The PCA/MCEA method proposed in this work seeks to discover the weak correlation between complex data with the help of a multidimensional confidence ellipse obtained from the results of PCA operation. The common features and difference of samples between different types of samples are characterized by the number of samples existing in the overlapping or nonoverlapping areas of ellipses, which mathematically contains the characteristics of one or multiple classes of samples. The quantitative correlation between independent and dependent variables is comprehensively evaluated through individually analyzing the relationship of data pairs for information discovery.
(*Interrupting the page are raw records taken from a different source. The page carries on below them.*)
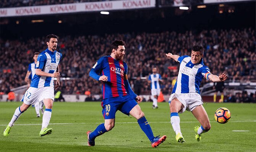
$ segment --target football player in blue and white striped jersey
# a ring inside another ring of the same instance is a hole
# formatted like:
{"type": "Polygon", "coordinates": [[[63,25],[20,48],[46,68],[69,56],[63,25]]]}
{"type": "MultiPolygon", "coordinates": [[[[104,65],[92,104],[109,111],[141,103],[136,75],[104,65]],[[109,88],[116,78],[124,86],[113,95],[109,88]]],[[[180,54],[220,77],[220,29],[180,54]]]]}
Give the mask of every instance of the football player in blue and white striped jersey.
{"type": "Polygon", "coordinates": [[[186,110],[191,111],[200,122],[201,126],[194,128],[195,138],[199,141],[201,134],[208,131],[211,124],[207,113],[201,101],[199,86],[204,78],[212,82],[224,81],[228,76],[224,73],[217,76],[211,73],[209,68],[204,64],[204,49],[201,45],[194,45],[191,48],[191,57],[180,57],[170,53],[166,54],[169,59],[172,59],[180,63],[177,81],[169,98],[171,112],[171,123],[176,134],[176,141],[185,141],[180,131],[180,117],[178,113],[186,110]]]}

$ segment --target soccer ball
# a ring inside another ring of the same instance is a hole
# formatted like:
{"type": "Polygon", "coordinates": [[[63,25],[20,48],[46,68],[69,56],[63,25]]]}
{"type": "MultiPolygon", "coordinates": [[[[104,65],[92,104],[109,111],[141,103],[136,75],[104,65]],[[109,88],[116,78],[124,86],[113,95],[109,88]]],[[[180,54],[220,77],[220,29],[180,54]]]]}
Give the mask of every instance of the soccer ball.
{"type": "Polygon", "coordinates": [[[225,108],[218,109],[214,114],[215,120],[219,123],[225,124],[230,119],[231,114],[228,109],[225,108]]]}

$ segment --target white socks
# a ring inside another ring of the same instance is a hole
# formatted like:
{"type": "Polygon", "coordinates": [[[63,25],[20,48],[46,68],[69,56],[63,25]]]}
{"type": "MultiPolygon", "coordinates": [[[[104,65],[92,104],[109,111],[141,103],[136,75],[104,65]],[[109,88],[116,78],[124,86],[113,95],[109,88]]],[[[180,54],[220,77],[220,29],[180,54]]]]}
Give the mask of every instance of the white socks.
{"type": "Polygon", "coordinates": [[[14,123],[18,120],[18,118],[19,118],[22,113],[23,112],[20,111],[19,107],[17,108],[17,109],[16,109],[16,110],[15,110],[15,112],[14,112],[14,114],[13,114],[13,117],[11,118],[11,121],[9,123],[9,125],[9,125],[9,126],[10,127],[13,127],[14,123]]]}
{"type": "Polygon", "coordinates": [[[180,133],[182,135],[180,131],[180,117],[177,112],[172,112],[171,113],[171,123],[172,128],[175,131],[176,135],[180,133]]]}
{"type": "Polygon", "coordinates": [[[34,104],[35,109],[36,109],[36,113],[37,116],[40,116],[40,113],[39,112],[39,102],[37,102],[34,104]]]}
{"type": "Polygon", "coordinates": [[[153,105],[156,107],[157,106],[157,99],[153,97],[153,105]]]}
{"type": "Polygon", "coordinates": [[[52,116],[52,109],[45,109],[43,115],[43,122],[42,123],[42,130],[47,128],[49,124],[52,116]]]}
Data containing 171,516 tobacco leaves were handled as an example to deliver the strategy of the proposed method. In contrast to the conventional methods for classification and regression analysis, the results obtained from PCA/MCEA are more helpful to generate rich and informative conclusions. It can be also widely used for more types of complicated datasets with low but potential correlations.

Data Availability

The data used to support the findings of this study are available from the corresponding author upon request.

Conflicts of Interest

The authors Tao Pang and Yong Li are employed by CNTC/YB, and Haitao Zhang, Jun Tang, Bing Zhou, Qianxu Yang, and Jiajun Wang are employed by CTYI/CT, respectively. All these authors state that they cooperated for scientific study and have no conflicts of interest in the outcome of the work.

Authors’ Contributions

Tao Pang and Haitao Zhang contributed equally to this work.

Acknowledgments

This research was supported by the foundations (Nos. 20185300002410027 and 2018530000241007) from China national tobacco company Yunnan branch, and the foundation (2019XX03) from China Tobacco Yunnan Industrial Co., Ltd. The funding was provided for scientific study, in which a general strategy was developed for complicated data processing in this work.